My recent
frustrating experiences with the Chronicle
of Higher Education have driven home why establishment
publications do not have to allow the victim of its attacks to
respond. The multicultural Left no longer has to worry about bourgeois
proprieties, seeing that it is now in firm control of a media-academic
empire. It does of course throw some juicy bones to the bogus
Right (indeed the latest issue of the Chronicle has long
contributions by neocons), but never does this tolerance extend
to our side.
On April
5, the Chronicle, which is a widely distributed publication
aimed predominantly at academics and university administrators,
featured a long commentary by Boston University sociologist Alan
Wolfe. This screed made questionable points, none of which
was even minimally documented: e.g., that German legal theorist
Carl Schmitt, who joined the Nazi Party in May 1933, has had a
profound and continuing influence on the American Right as well
as on the European Left, that Leo Strauss, who shaped the thinking
of neoconservatives directly or through his students, idolized
the "fascist" Schmitt, and that my works on Schmitt
typify the American far Right’s attraction to a European extremist.
Although it would have taken reams of paper to address all the
factual and conceptual inaccuracies contained in this article,
I
did feel impelled to send the Chronicle a short self-defense
which Lew Rockwell graciously published last Saturday.
Because of
a warning that its editors would not publish a long rejoinder,
I limited myself to three sparse paragraphs, filled with factual
corrections.
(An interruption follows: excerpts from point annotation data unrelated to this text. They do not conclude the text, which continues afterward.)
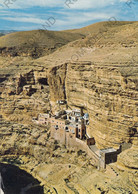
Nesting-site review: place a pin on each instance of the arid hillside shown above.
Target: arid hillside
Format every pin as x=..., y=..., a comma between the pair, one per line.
x=34, y=43
x=96, y=69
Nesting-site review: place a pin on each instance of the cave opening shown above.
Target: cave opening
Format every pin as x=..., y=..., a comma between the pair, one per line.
x=43, y=81
x=15, y=181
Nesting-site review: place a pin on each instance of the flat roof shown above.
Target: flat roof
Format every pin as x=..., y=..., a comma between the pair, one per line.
x=108, y=150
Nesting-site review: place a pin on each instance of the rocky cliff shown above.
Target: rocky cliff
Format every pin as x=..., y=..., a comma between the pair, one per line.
x=99, y=75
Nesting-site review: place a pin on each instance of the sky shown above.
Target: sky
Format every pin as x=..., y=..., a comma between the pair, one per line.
x=63, y=14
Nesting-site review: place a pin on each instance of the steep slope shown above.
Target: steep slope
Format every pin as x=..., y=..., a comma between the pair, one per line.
x=34, y=43
x=98, y=73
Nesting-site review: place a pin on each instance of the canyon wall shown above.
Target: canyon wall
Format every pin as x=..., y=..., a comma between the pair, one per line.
x=103, y=92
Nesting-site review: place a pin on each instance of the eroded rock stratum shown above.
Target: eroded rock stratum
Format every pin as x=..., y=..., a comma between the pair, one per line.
x=99, y=76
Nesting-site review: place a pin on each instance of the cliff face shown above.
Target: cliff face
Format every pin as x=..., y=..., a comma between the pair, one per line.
x=97, y=74
x=108, y=97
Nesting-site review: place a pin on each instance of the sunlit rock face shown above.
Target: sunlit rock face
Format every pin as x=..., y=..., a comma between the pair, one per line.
x=103, y=92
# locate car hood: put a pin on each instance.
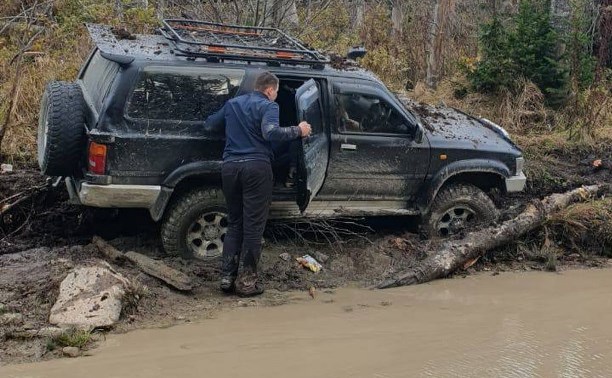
(448, 125)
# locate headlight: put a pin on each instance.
(497, 127)
(520, 163)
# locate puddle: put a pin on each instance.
(512, 325)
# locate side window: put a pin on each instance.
(356, 112)
(313, 116)
(182, 93)
(98, 78)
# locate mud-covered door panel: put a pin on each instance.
(312, 162)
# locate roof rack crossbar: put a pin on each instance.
(209, 39)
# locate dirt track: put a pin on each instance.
(43, 238)
(481, 326)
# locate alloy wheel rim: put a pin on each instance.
(206, 235)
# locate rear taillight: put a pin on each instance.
(97, 158)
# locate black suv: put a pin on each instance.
(131, 132)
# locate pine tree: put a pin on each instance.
(529, 50)
(534, 51)
(494, 71)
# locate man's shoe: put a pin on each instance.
(227, 284)
(247, 285)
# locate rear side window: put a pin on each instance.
(182, 93)
(98, 78)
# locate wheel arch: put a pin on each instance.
(483, 174)
(206, 174)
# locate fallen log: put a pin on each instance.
(455, 254)
(151, 267)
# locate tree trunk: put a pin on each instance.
(359, 9)
(454, 254)
(13, 95)
(154, 268)
(397, 17)
(441, 14)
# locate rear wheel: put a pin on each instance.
(457, 208)
(195, 225)
(61, 129)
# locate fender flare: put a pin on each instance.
(195, 169)
(455, 168)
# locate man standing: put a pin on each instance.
(251, 123)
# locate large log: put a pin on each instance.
(454, 254)
(152, 267)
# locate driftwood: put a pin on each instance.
(455, 254)
(151, 267)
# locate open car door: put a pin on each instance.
(314, 154)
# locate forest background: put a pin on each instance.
(542, 69)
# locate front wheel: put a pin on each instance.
(195, 225)
(457, 208)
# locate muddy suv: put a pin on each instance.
(130, 132)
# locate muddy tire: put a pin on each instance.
(195, 225)
(458, 208)
(61, 130)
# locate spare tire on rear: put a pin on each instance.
(61, 129)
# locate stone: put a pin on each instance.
(6, 168)
(321, 257)
(89, 297)
(71, 351)
(11, 319)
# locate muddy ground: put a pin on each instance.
(43, 237)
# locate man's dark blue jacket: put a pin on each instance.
(251, 123)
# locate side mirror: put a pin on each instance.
(418, 134)
(356, 52)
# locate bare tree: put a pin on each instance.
(397, 17)
(443, 11)
(25, 39)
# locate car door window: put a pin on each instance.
(364, 113)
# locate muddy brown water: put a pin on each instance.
(513, 325)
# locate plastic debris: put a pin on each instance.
(6, 168)
(312, 292)
(284, 256)
(309, 262)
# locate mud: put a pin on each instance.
(44, 237)
(511, 325)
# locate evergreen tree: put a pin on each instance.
(534, 51)
(529, 50)
(494, 71)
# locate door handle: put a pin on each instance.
(348, 147)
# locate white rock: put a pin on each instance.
(11, 319)
(71, 351)
(89, 297)
(6, 168)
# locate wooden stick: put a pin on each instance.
(151, 267)
(454, 254)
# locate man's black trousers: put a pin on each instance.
(247, 187)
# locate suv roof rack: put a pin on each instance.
(215, 41)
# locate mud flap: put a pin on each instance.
(314, 152)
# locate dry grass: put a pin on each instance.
(585, 227)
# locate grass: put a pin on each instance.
(71, 338)
(585, 228)
(133, 293)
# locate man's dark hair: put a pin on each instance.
(265, 80)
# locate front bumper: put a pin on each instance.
(516, 183)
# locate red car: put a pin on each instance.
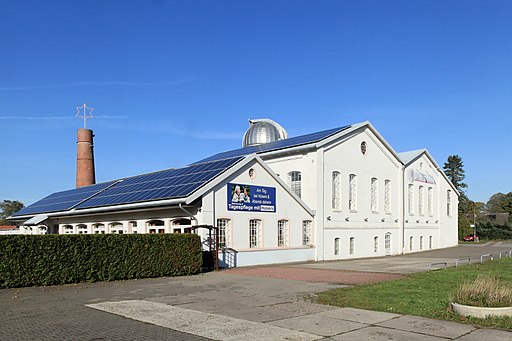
(471, 238)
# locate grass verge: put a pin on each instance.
(424, 294)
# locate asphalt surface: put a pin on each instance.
(231, 306)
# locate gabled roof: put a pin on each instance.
(408, 157)
(411, 156)
(163, 185)
(277, 145)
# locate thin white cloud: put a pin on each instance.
(34, 118)
(55, 118)
(99, 83)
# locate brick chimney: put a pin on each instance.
(85, 174)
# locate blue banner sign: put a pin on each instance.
(251, 198)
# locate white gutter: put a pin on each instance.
(191, 216)
(110, 208)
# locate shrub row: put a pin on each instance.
(28, 260)
(489, 230)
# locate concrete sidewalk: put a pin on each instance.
(220, 305)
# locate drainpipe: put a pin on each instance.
(405, 190)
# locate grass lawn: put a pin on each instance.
(423, 294)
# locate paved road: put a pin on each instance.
(225, 306)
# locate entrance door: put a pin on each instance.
(387, 243)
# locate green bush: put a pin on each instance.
(491, 230)
(28, 260)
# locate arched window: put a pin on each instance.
(156, 226)
(387, 243)
(282, 232)
(352, 194)
(68, 229)
(421, 195)
(294, 181)
(307, 233)
(374, 195)
(448, 203)
(387, 196)
(82, 228)
(336, 190)
(254, 233)
(410, 196)
(336, 246)
(116, 228)
(98, 228)
(224, 233)
(430, 201)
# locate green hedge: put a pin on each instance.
(28, 260)
(491, 230)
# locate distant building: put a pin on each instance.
(336, 194)
(499, 218)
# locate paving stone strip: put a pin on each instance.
(212, 326)
(314, 275)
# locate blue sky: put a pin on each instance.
(175, 81)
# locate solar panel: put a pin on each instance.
(266, 147)
(63, 200)
(167, 184)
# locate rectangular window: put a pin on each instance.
(307, 233)
(294, 181)
(352, 195)
(410, 196)
(282, 233)
(336, 190)
(223, 225)
(387, 196)
(421, 195)
(374, 195)
(430, 204)
(449, 203)
(254, 233)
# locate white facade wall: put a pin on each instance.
(373, 227)
(436, 224)
(363, 222)
(214, 207)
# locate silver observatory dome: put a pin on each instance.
(263, 131)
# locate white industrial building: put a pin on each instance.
(337, 194)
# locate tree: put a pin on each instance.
(500, 203)
(7, 208)
(454, 170)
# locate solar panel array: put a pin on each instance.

But no sooner had my response gone off via email
then I learned from an editorial assistant that the Chronicle
would not publish my letter unless there was "documentation"
for certain controversial views, to wit, that the German newspaper
Junge Freiheit, which Wolfe had characterized as a very
far right German weekly for which I had written, was not "extremist,"
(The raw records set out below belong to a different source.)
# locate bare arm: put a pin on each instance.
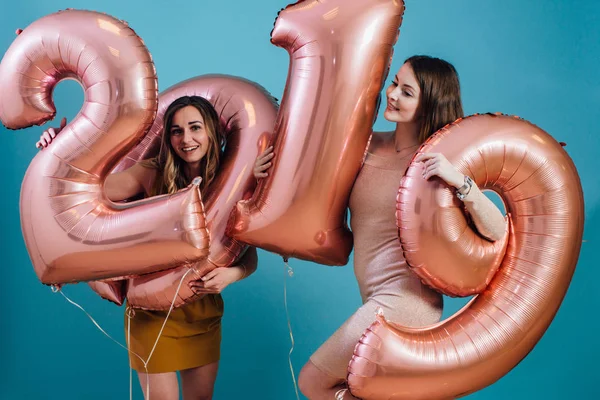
(488, 219)
(134, 180)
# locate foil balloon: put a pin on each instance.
(247, 113)
(486, 339)
(340, 54)
(72, 231)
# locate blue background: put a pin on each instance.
(537, 59)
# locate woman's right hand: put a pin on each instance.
(48, 135)
(263, 163)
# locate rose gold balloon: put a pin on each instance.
(428, 211)
(72, 232)
(247, 115)
(498, 328)
(340, 52)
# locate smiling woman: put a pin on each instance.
(191, 146)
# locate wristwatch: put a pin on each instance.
(465, 189)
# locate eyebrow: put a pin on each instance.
(189, 123)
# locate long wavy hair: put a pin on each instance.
(440, 93)
(171, 175)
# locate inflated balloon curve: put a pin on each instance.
(73, 233)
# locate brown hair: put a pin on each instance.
(440, 93)
(171, 174)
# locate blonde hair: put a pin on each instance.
(170, 167)
(440, 93)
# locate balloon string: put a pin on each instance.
(56, 289)
(289, 271)
(130, 313)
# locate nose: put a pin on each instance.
(187, 136)
(394, 94)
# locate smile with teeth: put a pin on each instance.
(189, 148)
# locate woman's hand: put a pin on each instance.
(436, 164)
(49, 135)
(217, 279)
(263, 163)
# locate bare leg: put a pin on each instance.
(162, 386)
(199, 383)
(317, 385)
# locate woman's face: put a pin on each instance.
(189, 137)
(403, 97)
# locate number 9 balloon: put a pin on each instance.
(541, 189)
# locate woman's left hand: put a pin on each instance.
(216, 280)
(435, 164)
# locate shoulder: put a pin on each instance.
(381, 142)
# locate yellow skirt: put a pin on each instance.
(191, 337)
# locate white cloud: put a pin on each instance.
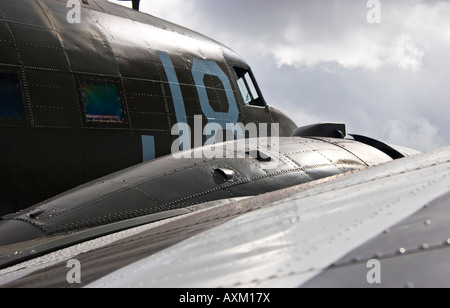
(322, 61)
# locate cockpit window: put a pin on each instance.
(101, 102)
(11, 105)
(248, 88)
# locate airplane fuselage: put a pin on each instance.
(82, 100)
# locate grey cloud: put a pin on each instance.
(322, 61)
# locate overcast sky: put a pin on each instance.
(322, 60)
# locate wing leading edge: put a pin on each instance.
(297, 237)
(286, 238)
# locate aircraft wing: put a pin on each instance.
(320, 234)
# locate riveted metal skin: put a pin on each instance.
(54, 145)
(413, 253)
(169, 183)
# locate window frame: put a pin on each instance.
(242, 73)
and that there were American journalists who, unlike Carl Schmitt,
upheld the moral value of an American "global democratic"
empire. In order to convince the editors that Junge Freiheit
was not a neo-Nazi rag, I faxed per request multiple pages
from German legal experts underlining the highly partisan nature
of the accusations made against the weekly by the "anti-fascist"
Left. But no matter what I sent off, the documentary evidence
did not suffice to change the editors’ minds. I then proposed
to the assistant that her bosses drop the offending sentence and
publish the rest of my response. The editors, she made clear to
me, were under no obligation to print my defense. Nor did they
feel under any obligation to get back to me. What made this incident
particularly galling was the double standard being applied. Wolfe
was allowed to call me a fascist or anything else he wanted, without
having to supply any proof. I, on the other hand, could never
meet the standards of substantiation necessary to defend myself
against his slanders and against those of the publication that
showcased his invectives.
This incident
demonstrated how pitifully little acceptance we on the real right
enjoy in the established journalistic community. We are there
to be attacked as neo-Nazi crazies but cannot count on the elemental
courtesy of being permitted to respond to our accusers in the
same magazine in which we have been defamed. A related discourtesy
is shown toward us by the neocon wing of the liberal establishment,
as evidenced by its attempt to treat us as non-persons. In his
response to Wolfe’s tirade in NRO (April 6), Jonah Goldberg illustrates
the neocon version of the double standard, jollying up his buds
on the left while presenting those on the right as moral lepers.
Thus he describes Wolfe as someone whose work "I have long
admired." Indeed were it not for a personal crotchet, says
Goldberg, Wolfe would "have converted to neoconservatism
like Sam Huntington."
Unfortunately
Wolfe is now wasting his time, identifying an "obscure German
thinker" (given their dismal level of education, Jonah and
his colleagues may find all German thinkers equally "obscure")
with fine, upstanding neocons. The only evidence for the Schmittian
contagion that Goldberg’s object of admiration can find is this
"one fellow on the self-proclaimed ‘paleocon’ right"
who has written on Schmitt and who presumably is as loathsome
as Wolfe says he is. Dare we to speak the name "FASCIST"
and apply it to this "one fellow," whose name is too
abhorrent for Goldberg to reveal? By the way, there is simply
no grammatical or stylistic justification for putting quotations
around "paleocon" after placing me on the "self-proclaimed"
right. NR should hire back a man of talent, Joe Sobran,
and have him teach English prose to his adolescent successors.